Uno de los fenómenos más desconcertantes de la última década es la capacidad de la ultraderecha para presentarse como una fuerza contracultural y transgresora, especialmente entre los jóvenes. ¿Cómo es posible que un movimiento que defiende jerarquías fijas y visiones tradicionalistas de la sociedad logre venderse como un acto de rebeldía? Delle Donne disecciona esta paradoja con precisión. El éxito no reside en la solidez de sus propuestas, sino en su capacidad para capitalizar una decepción legítima. Frente al fracaso de la promesa neoliberal —esa idea de que el esfuerzo individual garantizaría el bienestar—, la ultraderecha ofrece un chivo expiatorio y la nostalgia de un orden estable. “Si llamamos rebeldía a plantear la idea de jerarquías fijas […] una visión tradicionalista de la sociedad… entonces ahí en realidad estamos llamando rebeldía a algo que lo que busca es volver a imponer un viejo orden”, advierte.
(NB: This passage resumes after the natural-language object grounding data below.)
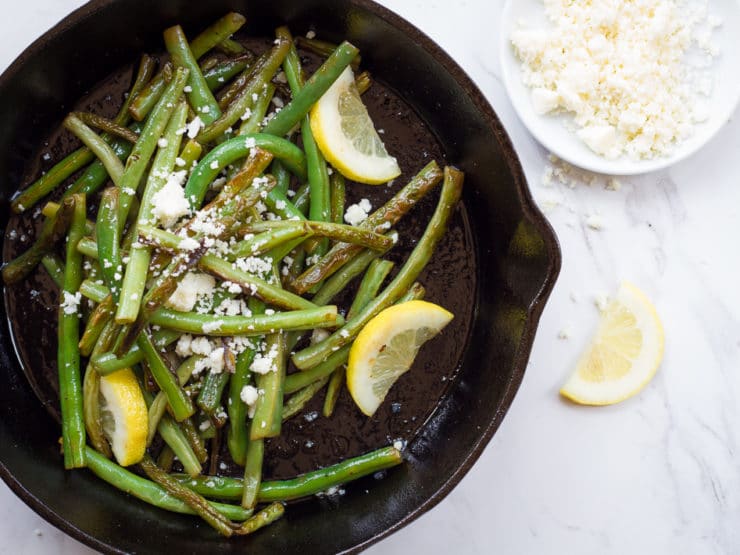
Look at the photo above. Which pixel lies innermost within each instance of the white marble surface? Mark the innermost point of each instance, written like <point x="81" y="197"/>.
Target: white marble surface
<point x="656" y="474"/>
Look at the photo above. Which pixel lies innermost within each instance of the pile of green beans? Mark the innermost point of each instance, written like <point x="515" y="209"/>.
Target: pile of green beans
<point x="260" y="222"/>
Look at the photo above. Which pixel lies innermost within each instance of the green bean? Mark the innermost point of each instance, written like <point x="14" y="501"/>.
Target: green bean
<point x="257" y="113"/>
<point x="385" y="217"/>
<point x="55" y="267"/>
<point x="109" y="126"/>
<point x="95" y="176"/>
<point x="109" y="240"/>
<point x="222" y="72"/>
<point x="52" y="232"/>
<point x="269" y="293"/>
<point x="301" y="398"/>
<point x="324" y="48"/>
<point x="300" y="380"/>
<point x="263" y="518"/>
<point x="171" y="433"/>
<point x="166" y="458"/>
<point x="142" y="152"/>
<point x="180" y="403"/>
<point x="150" y="95"/>
<point x="230" y="47"/>
<point x="267" y="414"/>
<point x="336" y="382"/>
<point x="194" y="440"/>
<point x="260" y="74"/>
<point x="363" y="82"/>
<point x="237" y="437"/>
<point x="97" y="145"/>
<point x="302" y="198"/>
<point x="305" y="485"/>
<point x="199" y="95"/>
<point x="148" y="491"/>
<point x="88" y="247"/>
<point x="210" y="394"/>
<point x="314" y="88"/>
<point x="337" y="194"/>
<point x="68" y="351"/>
<point x="234" y="149"/>
<point x="158" y="406"/>
<point x="91" y="396"/>
<point x="96" y="323"/>
<point x="370" y="284"/>
<point x="281" y="175"/>
<point x="417" y="260"/>
<point x="312" y="228"/>
<point x="81" y="157"/>
<point x="134" y="279"/>
<point x="190" y="498"/>
<point x="203" y="324"/>
<point x="48" y="182"/>
<point x="337" y="282"/>
<point x="216" y="33"/>
<point x="253" y="472"/>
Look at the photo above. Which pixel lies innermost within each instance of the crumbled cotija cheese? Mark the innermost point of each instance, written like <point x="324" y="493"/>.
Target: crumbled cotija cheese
<point x="357" y="213"/>
<point x="169" y="203"/>
<point x="188" y="290"/>
<point x="620" y="68"/>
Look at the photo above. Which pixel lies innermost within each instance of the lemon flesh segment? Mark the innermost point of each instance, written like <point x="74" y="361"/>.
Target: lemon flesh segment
<point x="624" y="354"/>
<point x="346" y="136"/>
<point x="386" y="348"/>
<point x="124" y="415"/>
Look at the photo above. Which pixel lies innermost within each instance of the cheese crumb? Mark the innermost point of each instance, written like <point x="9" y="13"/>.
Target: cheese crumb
<point x="188" y="290"/>
<point x="357" y="213"/>
<point x="621" y="69"/>
<point x="169" y="203"/>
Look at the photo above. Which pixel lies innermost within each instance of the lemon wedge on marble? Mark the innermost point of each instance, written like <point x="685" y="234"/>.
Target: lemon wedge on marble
<point x="386" y="348"/>
<point x="346" y="136"/>
<point x="624" y="354"/>
<point x="124" y="414"/>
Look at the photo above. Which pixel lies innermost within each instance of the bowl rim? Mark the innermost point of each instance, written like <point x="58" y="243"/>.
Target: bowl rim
<point x="529" y="209"/>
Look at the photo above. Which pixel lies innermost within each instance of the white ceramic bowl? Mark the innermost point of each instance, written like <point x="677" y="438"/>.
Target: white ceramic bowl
<point x="551" y="131"/>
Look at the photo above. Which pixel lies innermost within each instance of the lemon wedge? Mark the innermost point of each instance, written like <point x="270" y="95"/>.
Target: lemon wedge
<point x="624" y="354"/>
<point x="386" y="348"/>
<point x="124" y="414"/>
<point x="346" y="136"/>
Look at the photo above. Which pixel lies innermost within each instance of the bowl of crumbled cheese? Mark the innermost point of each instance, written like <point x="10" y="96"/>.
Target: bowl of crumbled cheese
<point x="622" y="87"/>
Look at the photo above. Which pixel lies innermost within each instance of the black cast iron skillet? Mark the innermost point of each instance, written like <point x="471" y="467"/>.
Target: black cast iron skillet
<point x="499" y="241"/>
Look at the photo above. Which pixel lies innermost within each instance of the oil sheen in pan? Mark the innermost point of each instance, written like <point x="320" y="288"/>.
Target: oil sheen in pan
<point x="305" y="443"/>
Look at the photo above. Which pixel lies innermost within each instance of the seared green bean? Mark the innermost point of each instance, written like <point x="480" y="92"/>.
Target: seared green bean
<point x="52" y="232"/>
<point x="109" y="126"/>
<point x="199" y="95"/>
<point x="97" y="145"/>
<point x="145" y="101"/>
<point x="216" y="33"/>
<point x="383" y="218"/>
<point x="134" y="279"/>
<point x="148" y="491"/>
<point x="417" y="260"/>
<point x="68" y="351"/>
<point x="260" y="74"/>
<point x="311" y="483"/>
<point x="180" y="403"/>
<point x="109" y="240"/>
<point x="301" y="398"/>
<point x="314" y="88"/>
<point x="235" y="149"/>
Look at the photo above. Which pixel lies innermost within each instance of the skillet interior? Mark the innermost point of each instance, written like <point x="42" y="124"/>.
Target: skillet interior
<point x="516" y="255"/>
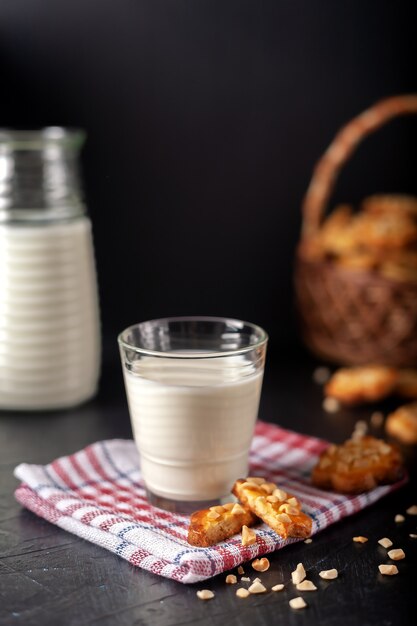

El desafío de un proyecto superador

El verdadero punto de inflexión que ha permitido la expansión de este fenómeno, concluye el investigador, es la redefinición de la democracia como una mera herramienta funcional. Para sectores crecientes de la población, si el sistema no entrega soluciones inmediatas, debe ser reemplazado. Esta grieta en el consenso ha normalizado discutir cuestiones que antes eran intocables, erosionando los cimientos de la convivencia. Frente a este panorama, el autor lanza el verdadero desafío: no se trata de apelar a la vuelta al status quo anterior. Ese status quo, para una mayoría que sufre desigualdad, precariedad y desesperanza, es precisamente el que generó el caldo de cultivo para el descontento. “Lo que hay que plantear es un proyecto superador, que tenga las bases y los valores de ese consenso democrático que ahora se ha roto”, sostiene. Un proyecto que no olvide ocuparse de los problemas estructurales, comenzando por la desigualdad. Mientras los partidos convencionales sigan creyendo que el camino para detener a la ultraderecha es copiar su agenda, seguirán siendo meros acompañantes en su ascenso. La batalla no se gana jugando en el tablero del adversario, sino construyendo uno nuevo donde las respuestas a la indignación ciudadana no pasen por el retroceso, sino por la profundización de la justicia social y la democracia participativa.